KPK Kaji Pasal Rintangi Jalannya Persidangan Perkara Anas

Jumat, 5 September 2014 | 23:15 WIB
NL
JS
Penulis: Novy Lumanauw | Editor: JAS

Jakarta - Komisi Pemberantasan Korupsi (KPK) tengah mengkaji pengenaan pasal obstruction of justice (merintangi jalannya persidangan) dalam perkara dugaan penerimaan hadiah terkait pembangunan proyek Pusat Pendidikan Pelatihan dan Sekolah Olahraga Nasional (P3SON) Hambalang, dengan terdakwa Anas Urbaningrum.

Wakil Ketua KPK, Bambang Widjojanto mengatakan ada beberapa hal yang mengarah pada dugaan merintangi jalannya persidangan. Di antaranya, salah satu tim pengacara Anas yang menjadi saksi sehingga subjektivitasnya tinggi dan terkesan merekayasa satu kesaksian perihal pembelian rumah terdakwa.
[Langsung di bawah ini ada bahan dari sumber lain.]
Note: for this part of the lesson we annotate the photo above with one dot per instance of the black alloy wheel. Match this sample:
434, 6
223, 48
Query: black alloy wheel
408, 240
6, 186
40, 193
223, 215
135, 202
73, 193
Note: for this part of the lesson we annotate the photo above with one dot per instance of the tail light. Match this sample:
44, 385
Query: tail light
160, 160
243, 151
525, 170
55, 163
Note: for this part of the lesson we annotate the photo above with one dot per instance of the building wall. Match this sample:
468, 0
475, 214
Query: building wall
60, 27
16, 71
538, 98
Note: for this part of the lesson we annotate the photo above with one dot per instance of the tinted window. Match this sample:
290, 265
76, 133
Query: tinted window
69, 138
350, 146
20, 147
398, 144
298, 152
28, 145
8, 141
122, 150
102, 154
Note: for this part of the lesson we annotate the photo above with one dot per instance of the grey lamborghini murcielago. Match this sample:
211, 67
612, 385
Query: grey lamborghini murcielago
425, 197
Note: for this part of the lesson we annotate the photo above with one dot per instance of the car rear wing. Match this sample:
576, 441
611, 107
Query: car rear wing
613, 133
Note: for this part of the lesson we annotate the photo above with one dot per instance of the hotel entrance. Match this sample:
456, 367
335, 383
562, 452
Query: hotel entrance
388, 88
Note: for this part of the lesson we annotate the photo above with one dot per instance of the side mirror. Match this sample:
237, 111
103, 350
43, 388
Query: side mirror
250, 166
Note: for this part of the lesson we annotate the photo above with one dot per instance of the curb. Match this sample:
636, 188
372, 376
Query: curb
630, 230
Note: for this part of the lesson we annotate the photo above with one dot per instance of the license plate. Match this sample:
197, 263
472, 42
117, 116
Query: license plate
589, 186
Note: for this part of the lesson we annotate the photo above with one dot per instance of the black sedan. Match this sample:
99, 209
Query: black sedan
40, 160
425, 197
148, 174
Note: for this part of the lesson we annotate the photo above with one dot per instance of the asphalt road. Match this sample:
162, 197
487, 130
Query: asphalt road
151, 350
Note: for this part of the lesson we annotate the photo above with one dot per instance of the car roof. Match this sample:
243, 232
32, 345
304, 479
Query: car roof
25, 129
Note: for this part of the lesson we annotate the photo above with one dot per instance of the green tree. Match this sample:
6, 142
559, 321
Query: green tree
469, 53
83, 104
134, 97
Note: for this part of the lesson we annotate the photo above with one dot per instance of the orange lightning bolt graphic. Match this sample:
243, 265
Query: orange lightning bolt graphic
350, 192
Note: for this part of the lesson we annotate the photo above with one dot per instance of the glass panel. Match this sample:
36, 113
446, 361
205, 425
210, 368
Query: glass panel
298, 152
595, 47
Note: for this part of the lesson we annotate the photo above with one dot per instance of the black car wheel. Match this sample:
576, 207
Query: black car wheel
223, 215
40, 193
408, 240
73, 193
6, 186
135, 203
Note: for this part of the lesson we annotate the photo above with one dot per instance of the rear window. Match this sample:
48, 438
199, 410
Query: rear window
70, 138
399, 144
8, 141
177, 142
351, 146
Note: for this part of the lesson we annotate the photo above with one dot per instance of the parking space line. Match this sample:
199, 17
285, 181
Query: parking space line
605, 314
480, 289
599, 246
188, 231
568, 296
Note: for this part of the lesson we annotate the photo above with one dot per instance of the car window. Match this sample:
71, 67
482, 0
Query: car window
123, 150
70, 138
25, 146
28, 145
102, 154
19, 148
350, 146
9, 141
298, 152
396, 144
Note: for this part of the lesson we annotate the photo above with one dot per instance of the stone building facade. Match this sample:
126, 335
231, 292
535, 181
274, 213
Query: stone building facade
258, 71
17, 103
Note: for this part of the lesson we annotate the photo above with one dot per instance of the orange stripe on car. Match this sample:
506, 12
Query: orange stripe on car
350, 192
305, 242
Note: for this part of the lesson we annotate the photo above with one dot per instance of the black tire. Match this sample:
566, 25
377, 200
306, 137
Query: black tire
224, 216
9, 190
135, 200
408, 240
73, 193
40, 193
Kemudian, adanya Blackberry Messager (BBM) terdakwa ke saksi agar keterangan soal tanah yang dibeli seharga USD 1 juta di Yogyakarta atas perintah Mohammad Nazaruddin.

"Kami akan mengkaji kemungkinan digunakannya pasal obstraction of justice. Tetapi harus membuka penyidikan baru, karena itu proses di tengah sidang atau akan digunakan untuk memperberat tuntutan," ujar Bambang melalui pesan singkat, Jumat (5/9).
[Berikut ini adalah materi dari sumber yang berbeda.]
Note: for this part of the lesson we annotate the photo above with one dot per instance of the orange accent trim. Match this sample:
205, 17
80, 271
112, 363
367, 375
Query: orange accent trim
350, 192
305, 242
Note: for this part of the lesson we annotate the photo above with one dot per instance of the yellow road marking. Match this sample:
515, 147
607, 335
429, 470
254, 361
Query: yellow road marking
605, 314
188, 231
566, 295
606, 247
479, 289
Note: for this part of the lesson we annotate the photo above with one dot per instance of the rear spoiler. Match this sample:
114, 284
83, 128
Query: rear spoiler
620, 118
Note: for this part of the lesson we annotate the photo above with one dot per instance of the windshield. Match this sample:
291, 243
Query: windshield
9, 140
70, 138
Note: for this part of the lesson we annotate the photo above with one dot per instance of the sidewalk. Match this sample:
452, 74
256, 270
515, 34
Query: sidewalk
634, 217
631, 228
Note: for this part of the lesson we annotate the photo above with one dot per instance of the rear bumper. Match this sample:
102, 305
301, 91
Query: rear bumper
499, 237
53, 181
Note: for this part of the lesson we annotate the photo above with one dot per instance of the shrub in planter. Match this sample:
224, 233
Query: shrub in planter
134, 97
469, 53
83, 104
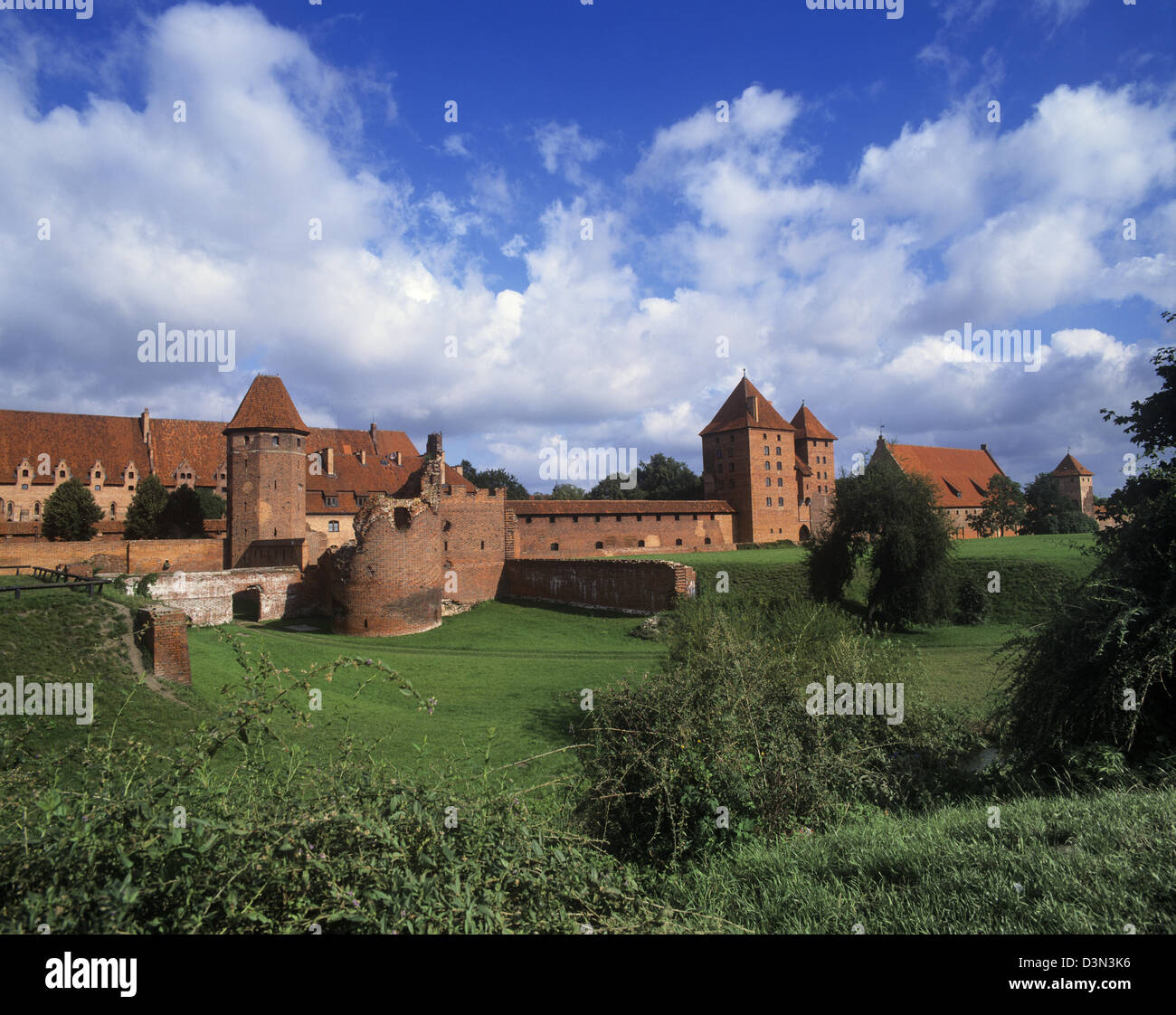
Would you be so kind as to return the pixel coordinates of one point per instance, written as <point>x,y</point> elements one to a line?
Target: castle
<point>381,534</point>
Hal senada juga diungkapkan oleh Wakil Ketua KPK lainnya, Busyro Muqoddas.

"Tentu saja menarik bagi kami melakukan penelusuran (obstruction of justice). Nanti, kalau ada pihak-pihak terkait dengan ini tidak tertutup kemungkinan," ujar Busyro di kantor KPK, Jakarta, Jumat (5/9).

Dalam sidang dengan terdakwa Anas memang saksi Bertha Herawati mengaku pernah diancam oleh pendukung terdakwa untuk tidak bersaksi dalam persidangan.

Kemudian, dalam sidang juga terungkap adanya profil BBM bernama Wisanggeni yang diduga mengacu pada Anas. Dalam pesannya kerap mengarahkan perihal bukti-bukti dan Kongres Demokrat.

Berikut beberapa percakapan dalam print out BB atas nama Wisanggeni;

"Ril, 100 dikasih 15 DPC, 100 dikasihkan NZ langsung, beli BB NZ, NRL, EVA."

Selanjutnya, "Eva kasih ke Pasha dan Dewo EO 2M dan 560 JT". "Hambalang: usahakan anggaran karena ada perusahaan istri".

"Tanah di Yogya dikaitkan dengan 1 juta dari NZ, keterangan NZ saja, dicari hub telpon antara gerald dengan ajudan, janji ketemuan NZ di tahun 2010. BAP Nuril tidak ada, tetapi kasih petunjuk-petunjuk tentang pemberian tadi. janji NZ melalui ADC dan gerald. jangan sampai ada bukti-bukti kepemilikan di rumah. TPPU, jangan sampai ada bukti perintah cari dana kongres".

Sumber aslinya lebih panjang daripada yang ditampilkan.